The US, German and French governments, who each have a judge on the court, have been staunch supporters of Israel’s campaign of destruction in Gaza - giving it not only political cover but also in the case of Germany and the US, weapons. 

Slovakia, Morocco, India, Jamaica, Japan, Australia and Uganda are also all close American allies - whose vote might be swayed by backroom deals.  

Why haven’t Arab countries initiated proceedings against Israel? 

When Israel accepted the jurisdiction of the ICJ, it said that it would not comply with applications from states that do not “recognize Israel or which refuses to establish or to maintain normal diplomatic relations with Israel”.

Only one Arab country, Jordan, has backed the ICJ petition by South Africa.

Egypt’s ex-interim vice president and former director of the International Atomic Energy Agency, Mohamed ElBaradei, said the fact that Arab states refrained from joining the ICJ proceedings against Israel did not represent their people.

In a post that ElBaradei shared on X, he described the Arab countries’ abstention as “a stain of shame that cannot be erased”.

Egypt, Morocco and the United Arab Emirates recognise Israel and are party to the Genocide Convention but have not made supporting statements to the ICJ. 

Who else backed South Africa's case at the ICJ?

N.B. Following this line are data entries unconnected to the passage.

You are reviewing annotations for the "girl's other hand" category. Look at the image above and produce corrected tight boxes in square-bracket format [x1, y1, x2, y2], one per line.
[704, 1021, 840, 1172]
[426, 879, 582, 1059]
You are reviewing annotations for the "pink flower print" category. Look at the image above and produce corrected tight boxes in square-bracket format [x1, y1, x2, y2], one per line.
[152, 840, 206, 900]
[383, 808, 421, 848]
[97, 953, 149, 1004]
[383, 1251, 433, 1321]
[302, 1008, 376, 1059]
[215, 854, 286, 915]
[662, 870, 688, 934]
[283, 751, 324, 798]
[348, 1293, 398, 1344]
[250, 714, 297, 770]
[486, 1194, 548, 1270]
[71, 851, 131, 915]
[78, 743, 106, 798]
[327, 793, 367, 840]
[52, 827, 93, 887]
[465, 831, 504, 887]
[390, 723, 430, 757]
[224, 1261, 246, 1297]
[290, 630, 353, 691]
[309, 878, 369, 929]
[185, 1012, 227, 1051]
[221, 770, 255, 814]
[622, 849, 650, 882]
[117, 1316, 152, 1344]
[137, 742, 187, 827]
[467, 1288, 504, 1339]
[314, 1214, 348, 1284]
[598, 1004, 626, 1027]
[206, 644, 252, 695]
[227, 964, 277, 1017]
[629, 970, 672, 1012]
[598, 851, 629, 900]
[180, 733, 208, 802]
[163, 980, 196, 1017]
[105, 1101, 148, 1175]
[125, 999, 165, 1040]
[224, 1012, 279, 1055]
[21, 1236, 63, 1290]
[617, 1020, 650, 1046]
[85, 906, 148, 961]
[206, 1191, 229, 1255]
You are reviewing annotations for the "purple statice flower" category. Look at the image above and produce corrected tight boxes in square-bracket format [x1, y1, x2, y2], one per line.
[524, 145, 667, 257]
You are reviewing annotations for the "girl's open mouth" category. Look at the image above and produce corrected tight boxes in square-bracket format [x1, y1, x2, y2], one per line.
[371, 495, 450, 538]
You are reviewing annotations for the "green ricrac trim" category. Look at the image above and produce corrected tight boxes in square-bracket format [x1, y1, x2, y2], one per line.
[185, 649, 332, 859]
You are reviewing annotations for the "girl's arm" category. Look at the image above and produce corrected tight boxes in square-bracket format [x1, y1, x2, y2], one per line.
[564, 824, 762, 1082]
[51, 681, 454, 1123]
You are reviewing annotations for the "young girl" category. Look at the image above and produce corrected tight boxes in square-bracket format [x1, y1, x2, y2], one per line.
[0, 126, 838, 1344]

The Organisation of Islamic Cooperation (OIC), a 57-member bloc that includes Saudi Arabia, Iran, Pakistan and Morocco, voiced its support for the case on 30 December.

Malaysia, Turkey and Jordan have all backed South Africa's case by making supporting submissions to the ICJ. 

Bolivia also backed the case, becoming the first Latin American country to do so.

What is the legal definition of genocide?

When it comes to the issue of genocide, international law recognises the definition laid out in Article II of the UN's Genocide Convention and the Rome Statute of the International Criminal Court.

This definition, accepted by more than 130 countries including the US, Germany, France, and the UK, states that genocide means acts "committed with intent to destroy, in whole or in part, a national, ethnical, racial or religious group".

Both Israel and South Africa are parties to the Genocide Convention, meaning that they are obligated to "take measures to prevent and to punish the crime of genocide", such as enacting legislation or punishing those deemed guilty of the crime.

What significance will a ruling have?

Israel was a founding member of the ICJ in the 1950s, following the murder of six million Jews by Germany during the Second World War. Israel defending itself from accusations of genocide at the same court is likely to have tremendous symbolism.

The Polish-Jewish lawyer Raphael Lemkin coined the word genocide in 1944 and lobbied tirelessly for its inclusion as a crime under international law. His efforts paid off when, in 1948, the United Nations approved the Convention on the Prevention and Punishment of Genocide.

The Genocide Convention to which Israel is a signatory was created because of the Holocaust. Now Israel is having to defend itself against such accusations.